Cost-effectiveness - Lessons from the Global Response to HIV/AIDS
Markus Haacker, Harvard School of Public Health
Monday, 18 January 2016, 12pm to 1pm
Richard Doll Building Lecture Theatre, University of Oxford Old Road Campus, OX3 7LF
Hosted by HERC
Abstract: HIV/AIDS is characterized by a combination of factors which complicate the analysis of the cost-effectiveness of interventions and optimal program design - it is a communicable disease, sexually transmitted, and characterized by very slow disease progression and transmission dynamics. The consequences of HIV prevention interventions therefore evolve over time and across the population, and transmission patterns are highly heterogenous. Owing to the global scaling-up of treatment, HIV/AIDS has been transformed into a chronic disease. This means that returns to investment of HIV prevention interventions have shrunk, but financial returns (in terms of savings in treatment costs etc.) have become more pervasive. The presentation will discuss various approaches which have emerged to address aspects of the cost-effectiveness of HIV/AIDS-related interventions and to evaluate program effectiveness.

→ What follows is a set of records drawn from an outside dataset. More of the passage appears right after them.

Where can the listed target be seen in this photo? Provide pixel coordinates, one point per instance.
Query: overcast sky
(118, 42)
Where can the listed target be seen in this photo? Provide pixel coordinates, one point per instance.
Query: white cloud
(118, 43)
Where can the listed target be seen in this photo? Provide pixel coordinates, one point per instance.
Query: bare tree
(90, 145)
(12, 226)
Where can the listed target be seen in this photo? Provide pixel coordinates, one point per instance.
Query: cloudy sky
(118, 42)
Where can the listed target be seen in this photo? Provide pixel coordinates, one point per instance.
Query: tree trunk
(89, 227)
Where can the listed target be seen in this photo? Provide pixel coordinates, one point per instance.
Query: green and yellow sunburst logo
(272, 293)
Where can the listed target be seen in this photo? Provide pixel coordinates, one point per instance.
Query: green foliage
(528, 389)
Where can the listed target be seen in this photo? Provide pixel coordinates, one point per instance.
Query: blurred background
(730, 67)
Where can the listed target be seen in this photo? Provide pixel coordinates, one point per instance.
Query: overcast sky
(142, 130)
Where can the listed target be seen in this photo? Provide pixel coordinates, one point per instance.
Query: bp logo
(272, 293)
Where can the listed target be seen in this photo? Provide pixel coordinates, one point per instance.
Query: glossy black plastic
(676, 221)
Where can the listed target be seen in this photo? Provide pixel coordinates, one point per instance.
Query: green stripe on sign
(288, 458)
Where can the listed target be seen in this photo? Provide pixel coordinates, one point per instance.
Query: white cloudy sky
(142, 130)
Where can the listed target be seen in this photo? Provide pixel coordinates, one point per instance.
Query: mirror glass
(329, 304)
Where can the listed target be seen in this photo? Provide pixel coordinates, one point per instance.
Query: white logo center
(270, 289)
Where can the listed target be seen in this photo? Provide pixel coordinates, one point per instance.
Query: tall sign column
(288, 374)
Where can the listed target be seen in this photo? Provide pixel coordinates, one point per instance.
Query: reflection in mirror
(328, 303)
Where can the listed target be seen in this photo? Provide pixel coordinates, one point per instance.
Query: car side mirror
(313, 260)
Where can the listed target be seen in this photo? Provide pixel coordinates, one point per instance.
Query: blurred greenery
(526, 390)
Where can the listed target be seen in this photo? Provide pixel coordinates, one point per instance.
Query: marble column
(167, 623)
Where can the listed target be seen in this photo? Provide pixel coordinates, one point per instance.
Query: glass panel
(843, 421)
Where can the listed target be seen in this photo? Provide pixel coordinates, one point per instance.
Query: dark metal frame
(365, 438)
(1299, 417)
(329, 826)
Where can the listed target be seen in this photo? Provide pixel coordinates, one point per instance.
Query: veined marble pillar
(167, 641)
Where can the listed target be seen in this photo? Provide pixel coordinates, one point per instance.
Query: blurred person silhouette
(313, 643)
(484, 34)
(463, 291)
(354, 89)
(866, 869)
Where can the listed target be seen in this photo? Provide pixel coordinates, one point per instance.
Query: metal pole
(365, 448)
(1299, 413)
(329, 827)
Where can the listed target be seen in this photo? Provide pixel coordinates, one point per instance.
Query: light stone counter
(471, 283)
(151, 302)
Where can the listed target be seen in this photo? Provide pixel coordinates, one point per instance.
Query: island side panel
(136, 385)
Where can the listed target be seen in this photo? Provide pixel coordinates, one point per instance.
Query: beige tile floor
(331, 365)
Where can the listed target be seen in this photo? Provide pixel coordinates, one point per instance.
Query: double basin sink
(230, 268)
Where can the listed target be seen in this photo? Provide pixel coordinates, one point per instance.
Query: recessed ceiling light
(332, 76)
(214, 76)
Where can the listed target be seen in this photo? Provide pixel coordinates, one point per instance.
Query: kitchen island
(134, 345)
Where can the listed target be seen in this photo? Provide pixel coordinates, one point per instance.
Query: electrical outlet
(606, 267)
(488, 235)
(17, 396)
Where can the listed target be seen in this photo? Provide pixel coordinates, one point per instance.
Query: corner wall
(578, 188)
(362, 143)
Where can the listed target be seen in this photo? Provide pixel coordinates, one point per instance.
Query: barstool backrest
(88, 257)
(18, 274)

Biography: Markus Haacker is an economist working at the intersections of macroeconomics, global health, public finance, and economic development. He is a Visiting Scientist at the Harvard School of Public Health, has worked for the International Monetary Fund and as a consultant for the World Bank and UNAIDS, and holds a PhD in Economics from the London School of Economics. He is the author of The Economics of the Global Response to HIV/AIDS, forthcoming at Oxford University Press in June 2016.